I use an inline dependency on Tycho's tycho-compiler-jdt to provide the compiler. I stuck with version 1.7.0 for now because Tycho 2.0+ uses the newer core runtime that requires Java 11, which this project does not yet for platform lag reasons. I also find it useful to set <failOnWarning>false</failOnWarning> here because ECJ throws many more (legitimate) warnings than javac. Long-term, it's cleanest to keep this enabled.

I also configured Eclipse's compiler settings like I wanted for one of the project's modules, then copied the settings file to a common location. That's where the compilerArguments bit comes from.

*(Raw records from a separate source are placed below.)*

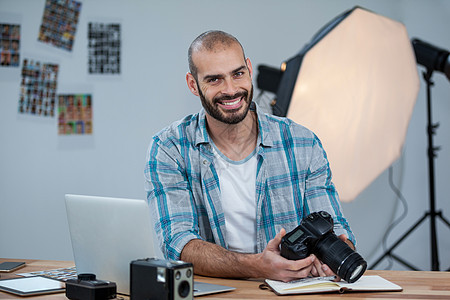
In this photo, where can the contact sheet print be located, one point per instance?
(38, 94)
(59, 23)
(38, 88)
(104, 48)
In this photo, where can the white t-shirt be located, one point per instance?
(238, 187)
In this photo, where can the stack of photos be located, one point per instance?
(9, 45)
(104, 48)
(74, 114)
(38, 88)
(59, 23)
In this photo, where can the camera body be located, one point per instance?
(153, 278)
(87, 287)
(315, 235)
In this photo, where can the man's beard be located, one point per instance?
(229, 116)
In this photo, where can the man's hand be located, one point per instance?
(213, 260)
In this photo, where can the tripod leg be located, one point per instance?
(388, 252)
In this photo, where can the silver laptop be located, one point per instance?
(108, 233)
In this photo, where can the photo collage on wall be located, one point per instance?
(74, 114)
(9, 45)
(59, 23)
(104, 48)
(38, 88)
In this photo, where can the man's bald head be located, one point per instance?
(209, 41)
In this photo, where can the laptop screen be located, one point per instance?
(107, 234)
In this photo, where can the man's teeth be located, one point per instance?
(232, 103)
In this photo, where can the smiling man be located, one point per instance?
(225, 184)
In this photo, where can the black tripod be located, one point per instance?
(432, 213)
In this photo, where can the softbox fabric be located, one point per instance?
(355, 86)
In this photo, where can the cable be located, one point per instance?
(402, 199)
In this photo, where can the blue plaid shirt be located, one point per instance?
(293, 179)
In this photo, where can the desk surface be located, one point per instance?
(416, 285)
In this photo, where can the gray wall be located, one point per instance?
(37, 166)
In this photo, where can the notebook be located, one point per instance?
(108, 233)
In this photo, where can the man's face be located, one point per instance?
(224, 83)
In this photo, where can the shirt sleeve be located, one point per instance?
(320, 192)
(170, 198)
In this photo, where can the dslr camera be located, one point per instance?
(87, 287)
(315, 235)
(153, 278)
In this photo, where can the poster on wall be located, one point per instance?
(9, 45)
(74, 114)
(104, 48)
(38, 88)
(59, 23)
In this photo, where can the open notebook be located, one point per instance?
(317, 285)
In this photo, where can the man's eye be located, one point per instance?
(213, 80)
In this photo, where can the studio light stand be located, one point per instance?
(433, 59)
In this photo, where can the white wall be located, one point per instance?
(37, 166)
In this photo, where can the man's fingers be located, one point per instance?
(276, 241)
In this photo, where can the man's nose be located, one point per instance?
(229, 87)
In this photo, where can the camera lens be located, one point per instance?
(184, 289)
(344, 262)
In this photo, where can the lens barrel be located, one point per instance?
(342, 260)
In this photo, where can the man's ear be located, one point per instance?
(249, 66)
(192, 84)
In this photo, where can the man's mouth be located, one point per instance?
(233, 103)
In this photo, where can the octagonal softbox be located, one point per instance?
(355, 85)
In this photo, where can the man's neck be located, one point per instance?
(236, 141)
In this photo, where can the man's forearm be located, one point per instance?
(213, 260)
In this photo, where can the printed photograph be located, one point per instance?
(104, 48)
(38, 88)
(9, 45)
(59, 23)
(74, 114)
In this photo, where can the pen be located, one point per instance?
(309, 279)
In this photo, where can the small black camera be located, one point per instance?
(153, 278)
(315, 236)
(87, 287)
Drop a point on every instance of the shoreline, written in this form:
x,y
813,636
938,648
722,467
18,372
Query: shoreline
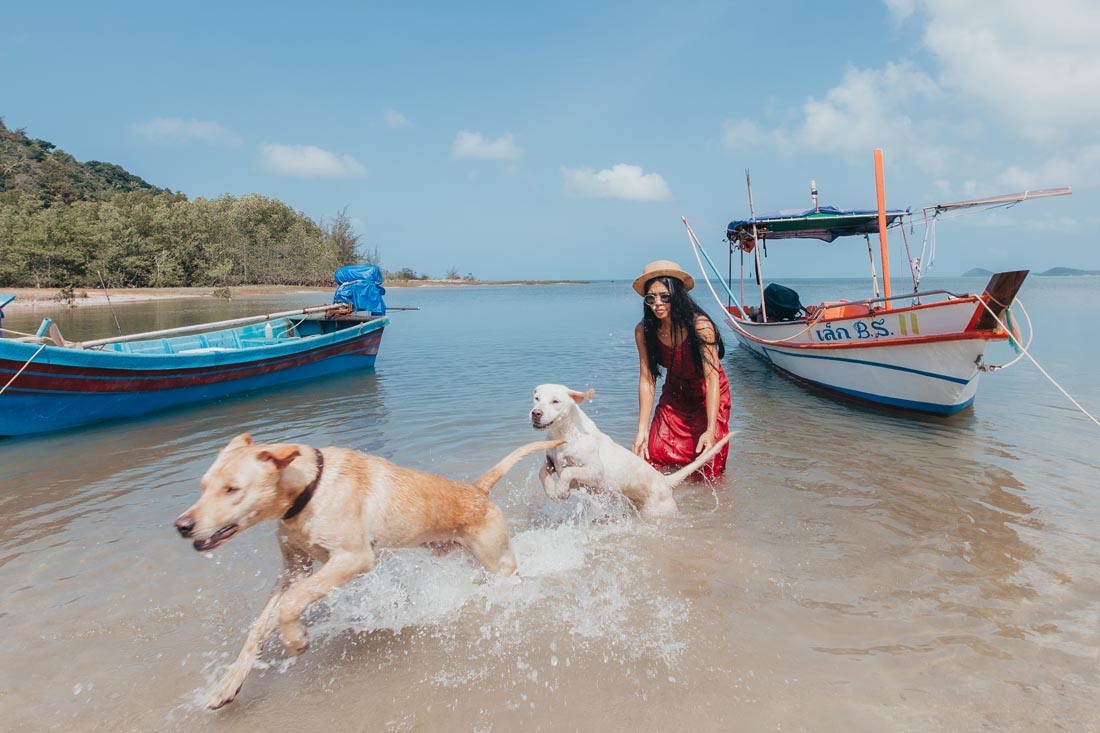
x,y
50,297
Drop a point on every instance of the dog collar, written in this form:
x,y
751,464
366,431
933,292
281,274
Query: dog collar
x,y
307,493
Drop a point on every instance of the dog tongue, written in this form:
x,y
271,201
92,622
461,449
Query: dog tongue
x,y
216,537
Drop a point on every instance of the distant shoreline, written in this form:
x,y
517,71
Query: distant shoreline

Then, I went through the available libraries from lastNPE.org, found the ones that match the libraries we use, and added them as dependencies in my root project:

<properties>
  <lastnpe-version>2.2.1</lastnpe-version>
</properties>

<dependencies>
  <dependency>
    <groupId>org.lastnpe.eea</groupId>
    <artifactId>jdk-eea</artifactId>
    <version>${lastnpe-version}</version>
    <scope>provided</scope>
  </dependency>
  <!-- and so on -->
</dependencies>

Once I updated the project configurations, Eclipse churned for a while, and then I got to work cleaning up the giant pile of new errors and warnings it brought up. As usual with null checks, this was a mix of "oh, nice catch" and "okay, sure, technically, but come on". For example, it flags System.out.println as a potential NPE because System.out is assignable - this is true, but realistically my app's code is going to be the least of my concerns when System.out is set to null.

In any event, I was pleased as punch to find this. Now, I have a way to not only properly check nullness with core classes and common libraries, but it's a way that's shared among the whole project team automatically and enforced at compile time.